Isn’t that an interesting
remark! It is Job who holds fast in his
blamelessness. God carefully pushes the
responsibility for Job’s suffering off to the Accuser—“you incited me against him…”
Just who, exactly, is in charge at this point? Even God can say, it would seem, that “the
Devil made me do it.”
More to the point,
however, is God’s description of Job’s suffering. It is “for no reason” (the Hebrew word is
“chinnam”). The word has several
meanings, including 1) freely, for nothing, without cause, gratis, gratuitously,
for nothing; 2) for no purpose, in vain; or 3) gratuitously, without cause,
undeservedly. Several times in the Old
Testament, the phrase refers to working without compensation.
This isn’t the word that shows
up, for example, in Ecclesiastes (“Vanity of vanities, all is vanity…”). This is not mere emptiness, vapor or fog—to
be blown away at some point by the winds of mortality. The use of “chinnam” here refers to doing
something with no expectation of gain or reward.
God notes that Job’s suffering is gratuitous,
without point, not intended to accomplish any particular purpose. It is not merely empty. Neither Job’s trust nor his suffering is
intended to produce any particular personal benefit for Job—or perhaps for God
either. So it is God, not the Accuser,
who identifies Job’s suffering as without compensation or reward.
The Hebrew word in question shows
up elsewhere in the text. We look at Job
1:9 to find the word on the lips of the Accuser: “Does Job fear God for nothing?”
That is, does Job’s devotion to God arise devoid of any self-interested
desire for protection, gain, safety and security?
The Accuser doesn’t believe that for a
minute. The Accuser is certain that Job
loves God for the goodies, not simply for God.
So the question is not really the modern one of what the suffering
means. Rather the word here leads us to
consider whether we love God for the benefits or for God.

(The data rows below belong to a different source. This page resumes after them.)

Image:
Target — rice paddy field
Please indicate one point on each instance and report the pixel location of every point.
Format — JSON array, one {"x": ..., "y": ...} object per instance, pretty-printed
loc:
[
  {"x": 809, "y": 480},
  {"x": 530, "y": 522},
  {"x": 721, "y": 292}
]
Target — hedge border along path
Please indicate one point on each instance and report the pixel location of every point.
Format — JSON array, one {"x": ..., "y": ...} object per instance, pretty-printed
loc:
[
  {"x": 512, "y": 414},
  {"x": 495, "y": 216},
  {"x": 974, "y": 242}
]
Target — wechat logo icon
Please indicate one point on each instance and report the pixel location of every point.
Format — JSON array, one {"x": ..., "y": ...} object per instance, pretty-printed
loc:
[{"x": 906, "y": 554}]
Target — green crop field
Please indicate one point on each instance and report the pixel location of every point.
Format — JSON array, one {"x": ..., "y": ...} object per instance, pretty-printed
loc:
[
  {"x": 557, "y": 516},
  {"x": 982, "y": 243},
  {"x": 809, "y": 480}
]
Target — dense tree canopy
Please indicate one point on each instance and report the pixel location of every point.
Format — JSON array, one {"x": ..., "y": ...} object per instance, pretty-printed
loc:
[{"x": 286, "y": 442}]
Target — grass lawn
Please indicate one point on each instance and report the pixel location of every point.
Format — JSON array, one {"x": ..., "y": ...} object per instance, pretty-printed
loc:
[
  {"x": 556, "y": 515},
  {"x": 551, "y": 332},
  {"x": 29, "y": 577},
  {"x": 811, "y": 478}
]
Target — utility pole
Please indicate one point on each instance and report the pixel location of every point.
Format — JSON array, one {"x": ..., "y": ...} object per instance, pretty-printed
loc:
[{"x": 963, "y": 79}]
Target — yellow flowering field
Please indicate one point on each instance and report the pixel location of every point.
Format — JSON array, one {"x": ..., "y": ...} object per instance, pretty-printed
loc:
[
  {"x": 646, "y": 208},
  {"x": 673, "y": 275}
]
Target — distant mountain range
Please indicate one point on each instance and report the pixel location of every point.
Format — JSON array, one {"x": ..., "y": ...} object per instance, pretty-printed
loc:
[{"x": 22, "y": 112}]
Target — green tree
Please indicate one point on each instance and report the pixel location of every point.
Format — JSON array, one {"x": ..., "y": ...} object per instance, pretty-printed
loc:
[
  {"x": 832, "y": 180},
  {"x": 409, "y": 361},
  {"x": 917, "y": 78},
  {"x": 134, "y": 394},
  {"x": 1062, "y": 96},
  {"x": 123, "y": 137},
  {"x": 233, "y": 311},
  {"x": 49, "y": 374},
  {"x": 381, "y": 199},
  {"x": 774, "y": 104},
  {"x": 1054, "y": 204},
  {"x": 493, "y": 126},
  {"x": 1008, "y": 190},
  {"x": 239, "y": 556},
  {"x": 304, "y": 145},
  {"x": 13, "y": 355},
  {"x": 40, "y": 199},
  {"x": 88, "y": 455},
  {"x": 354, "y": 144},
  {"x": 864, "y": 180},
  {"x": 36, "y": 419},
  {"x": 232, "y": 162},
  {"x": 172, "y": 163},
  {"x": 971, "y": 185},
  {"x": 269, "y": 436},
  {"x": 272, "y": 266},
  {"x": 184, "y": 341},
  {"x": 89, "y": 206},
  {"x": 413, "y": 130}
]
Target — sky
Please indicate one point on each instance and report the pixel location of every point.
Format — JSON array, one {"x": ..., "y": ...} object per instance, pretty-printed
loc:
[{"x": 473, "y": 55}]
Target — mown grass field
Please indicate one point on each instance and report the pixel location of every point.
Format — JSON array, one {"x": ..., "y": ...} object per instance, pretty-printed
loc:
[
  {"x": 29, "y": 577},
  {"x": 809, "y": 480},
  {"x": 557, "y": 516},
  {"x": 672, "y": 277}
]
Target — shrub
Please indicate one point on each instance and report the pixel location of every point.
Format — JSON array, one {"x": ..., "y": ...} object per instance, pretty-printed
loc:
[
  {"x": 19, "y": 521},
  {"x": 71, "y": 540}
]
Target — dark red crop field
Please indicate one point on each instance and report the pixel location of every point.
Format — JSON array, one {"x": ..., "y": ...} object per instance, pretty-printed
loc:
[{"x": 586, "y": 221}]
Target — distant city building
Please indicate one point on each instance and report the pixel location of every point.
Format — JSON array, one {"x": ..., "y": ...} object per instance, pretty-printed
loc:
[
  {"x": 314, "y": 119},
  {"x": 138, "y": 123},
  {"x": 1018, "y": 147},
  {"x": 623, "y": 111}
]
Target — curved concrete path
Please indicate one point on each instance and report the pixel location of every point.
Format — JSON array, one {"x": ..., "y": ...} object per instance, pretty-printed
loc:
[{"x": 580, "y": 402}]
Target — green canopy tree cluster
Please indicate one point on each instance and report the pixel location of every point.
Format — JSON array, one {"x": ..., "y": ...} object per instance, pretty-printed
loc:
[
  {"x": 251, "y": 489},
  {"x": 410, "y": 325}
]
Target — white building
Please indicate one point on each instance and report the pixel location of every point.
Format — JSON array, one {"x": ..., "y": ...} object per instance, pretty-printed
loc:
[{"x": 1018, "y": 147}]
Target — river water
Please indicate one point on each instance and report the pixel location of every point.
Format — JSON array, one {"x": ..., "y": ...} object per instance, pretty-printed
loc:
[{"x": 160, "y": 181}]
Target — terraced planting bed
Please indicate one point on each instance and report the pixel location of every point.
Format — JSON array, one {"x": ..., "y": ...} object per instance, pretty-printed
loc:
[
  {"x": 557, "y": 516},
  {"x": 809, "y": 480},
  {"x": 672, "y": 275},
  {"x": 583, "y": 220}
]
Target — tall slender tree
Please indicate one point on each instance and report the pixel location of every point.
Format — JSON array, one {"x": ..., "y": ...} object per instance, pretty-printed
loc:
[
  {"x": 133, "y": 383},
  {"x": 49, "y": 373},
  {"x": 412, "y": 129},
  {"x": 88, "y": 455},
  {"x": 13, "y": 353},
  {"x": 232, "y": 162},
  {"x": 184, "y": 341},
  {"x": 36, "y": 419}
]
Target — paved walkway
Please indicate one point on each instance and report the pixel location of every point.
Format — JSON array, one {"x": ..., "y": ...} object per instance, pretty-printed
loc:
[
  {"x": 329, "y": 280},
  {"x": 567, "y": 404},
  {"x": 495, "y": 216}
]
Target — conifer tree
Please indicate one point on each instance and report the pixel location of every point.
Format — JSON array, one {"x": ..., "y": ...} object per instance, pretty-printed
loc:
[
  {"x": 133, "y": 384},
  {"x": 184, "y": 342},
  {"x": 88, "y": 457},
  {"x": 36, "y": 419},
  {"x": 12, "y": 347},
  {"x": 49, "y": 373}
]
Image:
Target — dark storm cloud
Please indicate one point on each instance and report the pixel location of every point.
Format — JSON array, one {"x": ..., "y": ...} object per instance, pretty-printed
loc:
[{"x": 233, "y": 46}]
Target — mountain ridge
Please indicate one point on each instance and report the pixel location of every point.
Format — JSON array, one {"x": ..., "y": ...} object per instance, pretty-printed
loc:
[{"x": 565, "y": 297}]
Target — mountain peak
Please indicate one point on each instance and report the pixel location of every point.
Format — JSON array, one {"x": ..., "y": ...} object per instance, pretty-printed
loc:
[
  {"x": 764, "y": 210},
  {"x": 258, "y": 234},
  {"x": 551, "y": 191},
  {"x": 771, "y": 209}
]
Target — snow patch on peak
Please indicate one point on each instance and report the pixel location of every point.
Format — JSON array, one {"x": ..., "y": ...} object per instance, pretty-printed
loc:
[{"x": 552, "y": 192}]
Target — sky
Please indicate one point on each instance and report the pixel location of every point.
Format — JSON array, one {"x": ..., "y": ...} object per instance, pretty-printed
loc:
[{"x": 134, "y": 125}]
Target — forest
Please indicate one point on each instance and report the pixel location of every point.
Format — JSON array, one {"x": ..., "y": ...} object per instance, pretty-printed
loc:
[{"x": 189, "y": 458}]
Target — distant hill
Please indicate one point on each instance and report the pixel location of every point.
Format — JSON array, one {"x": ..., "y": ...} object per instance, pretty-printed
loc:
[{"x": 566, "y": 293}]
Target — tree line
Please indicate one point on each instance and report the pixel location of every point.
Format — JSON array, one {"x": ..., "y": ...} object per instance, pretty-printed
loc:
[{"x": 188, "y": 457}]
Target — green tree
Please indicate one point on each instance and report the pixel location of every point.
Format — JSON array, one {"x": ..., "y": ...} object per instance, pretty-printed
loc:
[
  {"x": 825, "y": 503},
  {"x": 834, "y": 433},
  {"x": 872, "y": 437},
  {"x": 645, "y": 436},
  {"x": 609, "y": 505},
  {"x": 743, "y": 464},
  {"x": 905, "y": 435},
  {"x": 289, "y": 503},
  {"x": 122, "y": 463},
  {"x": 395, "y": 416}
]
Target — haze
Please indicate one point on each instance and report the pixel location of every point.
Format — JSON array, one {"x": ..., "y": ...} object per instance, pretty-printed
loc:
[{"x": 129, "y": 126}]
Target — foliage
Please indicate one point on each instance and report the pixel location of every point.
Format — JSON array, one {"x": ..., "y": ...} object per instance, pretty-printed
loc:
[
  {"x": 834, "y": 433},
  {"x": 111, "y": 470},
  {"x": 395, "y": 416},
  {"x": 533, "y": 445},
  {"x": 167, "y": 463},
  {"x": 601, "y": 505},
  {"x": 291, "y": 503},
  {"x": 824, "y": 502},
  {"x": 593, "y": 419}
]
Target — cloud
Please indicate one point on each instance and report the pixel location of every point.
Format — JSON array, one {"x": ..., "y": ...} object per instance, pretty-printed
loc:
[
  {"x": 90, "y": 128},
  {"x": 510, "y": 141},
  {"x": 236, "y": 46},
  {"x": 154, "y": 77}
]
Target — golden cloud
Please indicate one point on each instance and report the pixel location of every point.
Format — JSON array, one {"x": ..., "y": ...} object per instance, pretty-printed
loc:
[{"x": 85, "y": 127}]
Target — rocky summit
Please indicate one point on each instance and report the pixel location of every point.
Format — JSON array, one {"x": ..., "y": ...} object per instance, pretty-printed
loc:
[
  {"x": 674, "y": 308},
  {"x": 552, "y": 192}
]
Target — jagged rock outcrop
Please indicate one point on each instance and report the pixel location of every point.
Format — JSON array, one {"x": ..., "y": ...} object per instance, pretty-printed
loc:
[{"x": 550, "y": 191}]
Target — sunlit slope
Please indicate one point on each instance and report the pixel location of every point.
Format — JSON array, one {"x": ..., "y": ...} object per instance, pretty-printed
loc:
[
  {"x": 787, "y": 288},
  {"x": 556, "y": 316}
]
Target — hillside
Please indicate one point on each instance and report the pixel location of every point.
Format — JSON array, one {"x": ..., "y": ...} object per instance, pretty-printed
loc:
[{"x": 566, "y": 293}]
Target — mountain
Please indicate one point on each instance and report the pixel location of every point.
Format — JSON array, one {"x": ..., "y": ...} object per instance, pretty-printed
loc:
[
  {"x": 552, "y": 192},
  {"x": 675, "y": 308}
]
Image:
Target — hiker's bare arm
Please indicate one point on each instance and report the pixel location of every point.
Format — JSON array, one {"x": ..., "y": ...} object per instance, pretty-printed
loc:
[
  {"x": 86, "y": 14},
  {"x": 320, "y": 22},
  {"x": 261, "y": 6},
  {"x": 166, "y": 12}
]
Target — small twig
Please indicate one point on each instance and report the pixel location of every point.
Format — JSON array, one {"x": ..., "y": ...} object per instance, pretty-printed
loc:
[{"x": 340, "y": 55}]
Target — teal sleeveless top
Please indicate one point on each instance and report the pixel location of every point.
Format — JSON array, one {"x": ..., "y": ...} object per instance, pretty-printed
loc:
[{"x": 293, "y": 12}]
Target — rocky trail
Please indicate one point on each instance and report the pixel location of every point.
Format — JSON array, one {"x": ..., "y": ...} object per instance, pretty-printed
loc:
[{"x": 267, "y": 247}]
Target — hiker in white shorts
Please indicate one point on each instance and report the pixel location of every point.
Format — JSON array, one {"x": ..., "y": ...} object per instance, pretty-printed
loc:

Even though we cannot place the
composition of the book of Job on an historical timeline with any great
certainty, this word helps us to locate it in the historical conversation of
the Jews after the Babylonian exile. Our
word is the drumbeat, for example, of the paragraph that makes us Isaiah
52:3-6.
“For thus says the Lord:
You were sold for nothing, and you shall be redeemed without money. For thus
says the Lord God: Long ago, my people went down into Egypt to reside
there as aliens; the Assyrian, too, has oppressed them without cause. Now
therefore what am I doing here, says the Lord, seeing
that my people are taken away without cause? Their rulers howl, says the Lord, and continually, all day long, my name is despised.
Therefore my people shall know my name; therefore in that day they shall know
that it is I who speak; here am I.”
These words are written some time
after the physical return from the Exile.
However, the question presented by the Exile and Return remains fresh
and powerful. When will all this be
over, Lord? You have returned the Chosen
People to the Promised Land. When will
the Promised Land be returned to the Chosen People? Why do foreigners still rule the land where
the Temple
stands and the people now worship in peace and purity?
It is clear that Job is an echo
of Judah
in exile. His visible “symptoms” justify
a simplistic diagnosis (see Deuteronomy 28).
Job has violated the covenant, say his “friends.” He is suffering the precise consequences
listed in Deuteronomy 28 and 1 Kings 9.
So Job’s friends have every reason to draw the conclusion they do.